Dentro del área metropolitana y sus zonas de influencia, la comarca del Baix Llobregat destaca trágicamente como el principal punto negro de la red, acumulando siete de estos siniestros mortales.
El balance semestral publicado por el Servei Català de Trànsit (SCT) pone de manifiesto el grave riesgo que afrontan los usuarios más vulnerables del asfalto, una realidad especialmente palpable en los entornos metropolitanos debido a la alta densidad de desplazamientos.
Un accidente en Barcelona
Radiografía de la siniestralidad en el resto de Catalunya
Al ampliar el foco a todo el territorio catalán, la cifra total de fallecidos en la red viaria interurbana asciende a 69 personas hasta el cierre de junio.
A pesar de la dureza de los datos, esta cifra representa un ligero descenso del 1,5% respecto al primer semestre del año pasado y una caída del 16% en comparación con 2019, año que Trànsit toma como referencia base para evaluar el cumplimiento de los objetivos europeos de reducción de accidentes.
Por demarcaciones, y dejando al margen el peso de las 29 muertes de Barcelona, las carreteras de Tarragona han contabilizado 16 víctimas --lo que supone cuatro menos que en el mismo periodo de 2025--. Por su parte, las comarcas de Girona han lamentado 13 fallecidos, mientras que la provincia de Lleida cierra la estadística con 11 víctimas mortales.

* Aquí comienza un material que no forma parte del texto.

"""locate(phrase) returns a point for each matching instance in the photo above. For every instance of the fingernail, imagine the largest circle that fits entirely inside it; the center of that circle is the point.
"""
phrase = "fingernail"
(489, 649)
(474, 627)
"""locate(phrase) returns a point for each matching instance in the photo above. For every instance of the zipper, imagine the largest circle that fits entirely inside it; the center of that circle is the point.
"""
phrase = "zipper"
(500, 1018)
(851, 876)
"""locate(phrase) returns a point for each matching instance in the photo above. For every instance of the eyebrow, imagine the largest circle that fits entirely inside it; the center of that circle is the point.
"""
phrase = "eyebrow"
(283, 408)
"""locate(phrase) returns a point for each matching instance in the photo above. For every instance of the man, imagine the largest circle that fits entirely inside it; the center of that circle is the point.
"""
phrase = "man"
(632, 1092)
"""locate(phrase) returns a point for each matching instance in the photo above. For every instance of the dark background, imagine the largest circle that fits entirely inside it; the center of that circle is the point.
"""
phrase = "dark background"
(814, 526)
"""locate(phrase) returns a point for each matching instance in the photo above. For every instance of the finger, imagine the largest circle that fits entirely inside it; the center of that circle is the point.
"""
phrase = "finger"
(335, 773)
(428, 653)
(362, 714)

Una moto, tras haber sufrido un accidente en la AP-7, en una imagen de archivo / EFE
Del total de fallecidos en el conjunto del territorio catalán en lo que va de año, 29 eran motoristas, nueve eran peatones y cuatro circulaban en bicicleta.
En paralelo, el número de heridos graves se ha situado en 352, lo que supone una mejora frente a los 402 registrados en el mismo tramo del ejercicio anterior.
El repunte de la movilidad primaveral y previa al verano ha resultado crítico: los meses de mayo y junio han concentrado más de la mitad de todas las víctimas mortales del año, sumando un total de 36 decesos en apenas sesenta días.
Puntos negros
En cuanto al análisis de las infraestructuras, el SCT señala que la mortalidad sigue caracterizándose por una alta dispersión territorial, impidiendo focalizar el problema en un único tramo.
Un accidente de tráfico en una imagen de archivo
No obstante, la autopista AP-7 se mantiene como la vía con un mayor peaje de vidas, acumulando 10 muertos.
La autovía A-2 le sigue con cuatro víctimas, mientras que la N-340 y el Eix Transversal (C-25) han registrado tres defunciones cada una.
Las principales dinámicas de estos accidentes fatales continúan siendo las salidas de la vía, causantes de 22 fallecimientos, y las colisiones frontales, que se han cobrado 19 vidas.